Should stock markets recover in the coming days, the AUD can find itself better placed, allowing GBP/AUD to retreat to 2.0676.
As the chart shows, this is the vicinity of support for the pair, although the charts are messy and moves below here, or even higher to 2.1035 can't be discounted as an oscillation within a broader sideways range is playing out on the multi-week timeframe.
Above: GBP/AUD at daily intervals.
In Australia this week, the May Labour Force report will attract attention.
The April employment surprised materially to the upside as the +89k surge more than doubled the top-of-the-range estimate.
"While quite volatile on a monthly basis, this latest read toned down some of the apparent softness that looked to have emerged over the first few months of the year," says a note from Westpac.
The market consensus looks for a reading of 20K, with anything above only adding to the sense that the economy remains robust and that the Reserve Bank of Australia can take its time when considering further cuts.
This would provide some supportive local flavour for AUD trade in the coming days.
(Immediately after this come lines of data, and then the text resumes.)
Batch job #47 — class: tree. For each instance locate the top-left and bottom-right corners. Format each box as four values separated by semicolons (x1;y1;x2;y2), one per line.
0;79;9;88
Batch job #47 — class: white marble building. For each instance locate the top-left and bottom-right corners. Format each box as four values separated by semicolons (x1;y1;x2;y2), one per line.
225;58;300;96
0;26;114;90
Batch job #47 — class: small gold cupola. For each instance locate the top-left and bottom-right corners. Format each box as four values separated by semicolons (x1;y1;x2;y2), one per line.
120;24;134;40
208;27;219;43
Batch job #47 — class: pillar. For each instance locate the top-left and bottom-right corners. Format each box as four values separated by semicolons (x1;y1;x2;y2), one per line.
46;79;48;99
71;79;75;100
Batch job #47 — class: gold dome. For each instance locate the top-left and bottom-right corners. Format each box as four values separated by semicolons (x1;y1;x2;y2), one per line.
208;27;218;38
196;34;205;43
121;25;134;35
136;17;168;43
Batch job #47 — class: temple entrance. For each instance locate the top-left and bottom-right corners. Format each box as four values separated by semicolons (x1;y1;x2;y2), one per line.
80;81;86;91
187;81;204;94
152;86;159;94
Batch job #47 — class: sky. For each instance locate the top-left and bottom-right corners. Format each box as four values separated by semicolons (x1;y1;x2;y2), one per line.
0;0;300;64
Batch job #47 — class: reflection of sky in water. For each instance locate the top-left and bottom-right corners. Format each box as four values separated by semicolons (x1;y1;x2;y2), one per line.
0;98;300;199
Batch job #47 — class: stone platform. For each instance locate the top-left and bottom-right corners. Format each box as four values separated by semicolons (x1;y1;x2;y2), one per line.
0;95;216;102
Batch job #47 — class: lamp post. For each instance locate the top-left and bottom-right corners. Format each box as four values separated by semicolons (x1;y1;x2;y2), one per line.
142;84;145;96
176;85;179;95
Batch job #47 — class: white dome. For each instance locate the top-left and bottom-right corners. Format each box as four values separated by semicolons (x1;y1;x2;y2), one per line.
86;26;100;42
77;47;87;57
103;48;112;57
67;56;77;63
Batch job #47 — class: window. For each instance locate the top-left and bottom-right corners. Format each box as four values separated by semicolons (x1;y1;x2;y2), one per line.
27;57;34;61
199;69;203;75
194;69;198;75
A below-consensus reading would have the opposite effect, although post-employment report readings are likely to have a durable impact on GBP/AUD, given that the broader trends in risk sentiment are largely in control of this pair.
Also, keep an eye on the Bank of England's Thursday meeting.
The Bank will maintain rates at current levels, but readers should expect policymakers to address the recent set of soft employment figures and GDP numbers, potentially signposting an August rate cut in the process.
The market raised the odds of an August rate cut following last week's labour market and GDP numbers, which mechanically weighed on domestic bond yields and the Pound.
However, an adjustment in expectations is now arguably fully 'in the price' of the Pound, and for this reason, we don't think the moves in GBP/AUD following Thursday's update will be massive.